Seit Beobachtungen der Sonnenfinsternis im Jahr 1919 ihn auf die Titelseiten brachten, konnten wir nicht genug von diesem Kerl bekommen. Und warum nicht? Einsteins Einfluss erstreckte sich über die wissenschaftlichen Bereiche hinaus, die er revolutionierte. Seine Relativitätstheorien, die von der klassischen Newtonschen Sichtweise des Kosmos abwichen, wurden zum Symbol einer breiteren gesellschaftlichen Abkehr von aufklärerisch beeinflussten Konzepten von Kunst, Literatur, Moral und Politik. Darüber hinaus ist er dank seiner starken politischen und sozialen Ansichten, die oft in spielerischen, philosophischen und prägnanten Zitaten destilliert werden, seit Jahrzehnten eine tragende Säule der Studentenwohnheimposter und der Popkultur.

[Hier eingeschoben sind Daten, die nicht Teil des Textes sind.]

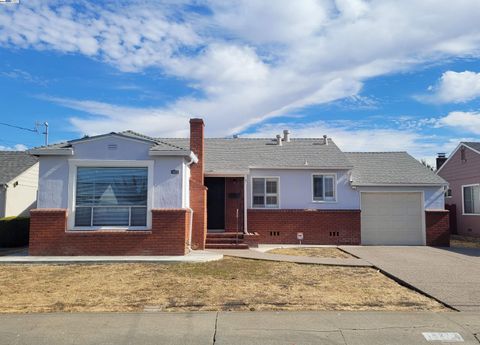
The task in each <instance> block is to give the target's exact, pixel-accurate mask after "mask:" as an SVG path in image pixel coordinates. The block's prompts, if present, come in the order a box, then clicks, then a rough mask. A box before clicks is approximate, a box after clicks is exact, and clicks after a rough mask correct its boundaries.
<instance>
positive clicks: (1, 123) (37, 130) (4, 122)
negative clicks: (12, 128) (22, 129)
mask: <svg viewBox="0 0 480 345" xmlns="http://www.w3.org/2000/svg"><path fill="white" fill-rule="evenodd" d="M0 125H3V126H8V127H12V128H18V129H23V130H24V131H29V132H34V133H38V129H36V128H35V129H31V128H26V127H20V126H15V125H11V124H9V123H5V122H0Z"/></svg>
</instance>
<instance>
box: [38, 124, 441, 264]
mask: <svg viewBox="0 0 480 345" xmlns="http://www.w3.org/2000/svg"><path fill="white" fill-rule="evenodd" d="M30 152H31V153H32V154H34V155H37V156H39V157H40V180H39V197H38V208H37V209H36V210H33V211H32V212H31V214H32V221H31V229H30V236H31V238H30V253H31V254H32V255H81V254H86V255H124V254H131V255H168V254H170V255H182V254H185V253H186V252H188V250H189V248H190V247H191V248H194V249H203V248H205V246H206V238H207V237H208V243H207V247H228V246H231V242H232V238H229V236H231V234H232V233H233V232H235V233H236V232H238V233H239V234H240V236H238V237H239V238H240V242H243V241H245V242H246V243H249V244H254V243H299V241H300V239H301V240H302V243H305V244H352V245H356V244H385V245H425V244H428V245H448V241H449V237H448V211H445V210H444V188H445V187H446V185H447V183H446V182H445V181H444V180H443V179H442V178H440V177H438V176H437V175H435V174H434V173H432V172H431V171H430V170H428V169H426V168H425V167H424V166H423V165H421V164H420V163H419V162H418V161H416V160H415V159H414V158H413V157H411V156H409V155H408V154H407V153H405V152H390V153H388V152H386V153H385V152H378V153H344V152H342V151H341V150H340V149H339V148H338V147H337V146H336V145H335V143H334V142H333V140H332V139H330V138H327V137H326V136H324V137H323V138H311V139H307V138H305V139H302V138H291V136H290V134H289V132H288V131H285V132H284V136H283V137H281V136H277V138H275V139H270V138H263V139H258V138H238V137H234V138H223V139H217V138H212V139H210V138H207V139H204V124H203V121H202V120H201V119H192V120H191V121H190V139H181V138H151V137H147V136H144V135H141V134H138V133H134V132H131V131H126V132H121V133H110V134H105V135H99V136H94V137H85V138H82V139H78V140H72V141H69V142H65V143H60V144H55V145H50V146H47V147H41V148H37V149H33V150H31V151H30ZM207 215H208V216H207ZM207 229H208V236H207ZM235 237H237V236H236V235H235ZM302 237H303V239H302ZM236 241H237V240H236V238H235V242H236ZM229 243H230V244H229Z"/></svg>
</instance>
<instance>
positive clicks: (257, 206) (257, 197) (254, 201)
mask: <svg viewBox="0 0 480 345" xmlns="http://www.w3.org/2000/svg"><path fill="white" fill-rule="evenodd" d="M264 205H265V197H263V196H255V195H254V196H253V206H256V207H263V206H264Z"/></svg>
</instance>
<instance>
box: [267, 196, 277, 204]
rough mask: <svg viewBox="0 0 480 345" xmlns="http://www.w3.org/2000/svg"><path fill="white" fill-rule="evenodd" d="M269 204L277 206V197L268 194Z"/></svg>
mask: <svg viewBox="0 0 480 345" xmlns="http://www.w3.org/2000/svg"><path fill="white" fill-rule="evenodd" d="M267 206H277V197H276V196H267Z"/></svg>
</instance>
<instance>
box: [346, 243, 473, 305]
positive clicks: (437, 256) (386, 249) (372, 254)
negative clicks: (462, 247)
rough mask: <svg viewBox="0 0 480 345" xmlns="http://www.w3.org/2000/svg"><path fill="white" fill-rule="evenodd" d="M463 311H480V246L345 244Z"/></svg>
mask: <svg viewBox="0 0 480 345" xmlns="http://www.w3.org/2000/svg"><path fill="white" fill-rule="evenodd" d="M341 248H342V249H343V250H345V251H347V252H349V253H351V254H353V255H355V256H358V257H360V258H362V259H364V260H366V261H368V262H370V263H372V264H373V265H375V266H376V267H378V268H380V269H381V270H383V271H385V272H387V273H389V274H391V275H392V276H394V277H396V278H398V279H400V280H402V281H404V282H406V283H407V284H409V285H411V286H413V287H415V288H417V289H418V290H420V291H423V292H425V293H426V294H428V295H430V296H433V297H435V298H436V299H438V300H440V301H442V302H444V303H446V304H447V305H450V306H452V307H453V308H455V309H457V310H461V311H480V249H468V250H467V249H464V250H458V249H449V248H432V247H391V246H389V247H385V246H383V247H382V246H371V247H362V246H351V247H350V246H342V247H341Z"/></svg>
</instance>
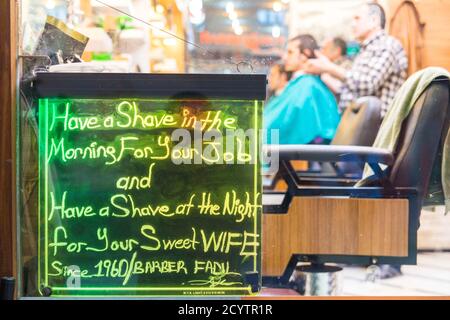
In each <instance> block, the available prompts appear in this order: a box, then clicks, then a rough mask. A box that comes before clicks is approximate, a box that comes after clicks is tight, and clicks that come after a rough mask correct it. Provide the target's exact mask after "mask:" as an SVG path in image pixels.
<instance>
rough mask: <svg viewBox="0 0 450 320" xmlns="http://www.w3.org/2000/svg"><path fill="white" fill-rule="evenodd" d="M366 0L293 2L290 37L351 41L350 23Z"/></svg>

But with the revelations that accompanied the release of his private papers 30 years after his death, do we finally have too much of Einstein? Do they remind us to never meet our heroes, or merely that all geniuses are, finally, human? As we explore the many facets of this extraordinary man, we might find that the answer changes relative to our reference frame.
- He Took Up Speaking Late as a Child
- He Did Not Actually Do Poorly in School
- He Had an Illegitimate Daughter With a Mysterious Fate
- He Was a Cad With a Tumultuous Family Life
- He Had One Heck of a Year
- He Mediated a Hostage Negotiation
- He Didn't Win the Nobel Prize for Relativity
- He Co-invented a Refrigerator
- He Was Offered the Presidency of Israel
- His Brain and Eyes Were Stolen
10: He Took Up Speaking Late as a Child
Einstein sprach erst vergleichsweise spät in seiner Kindheit und blieb bis zum Alter von 7 Jahren ein widerstrebender Redner [Quelle: Wolff und Goodman ]. Diese Tatsache, kombiniert mit seiner zielstrebigen Hingabe an die Physik, seine Auferlegung von Routinen für seine Frau, sein musikalisches Talent und andere Faktoren haben einige dazu veranlasst zu argumentieren, dass Einstein das Asperger-Syndrom hatte, eine Autismus-Spektrum-Störung, die die Sprach- und Verhaltensentwicklung bei Kindern beeinträchtigt .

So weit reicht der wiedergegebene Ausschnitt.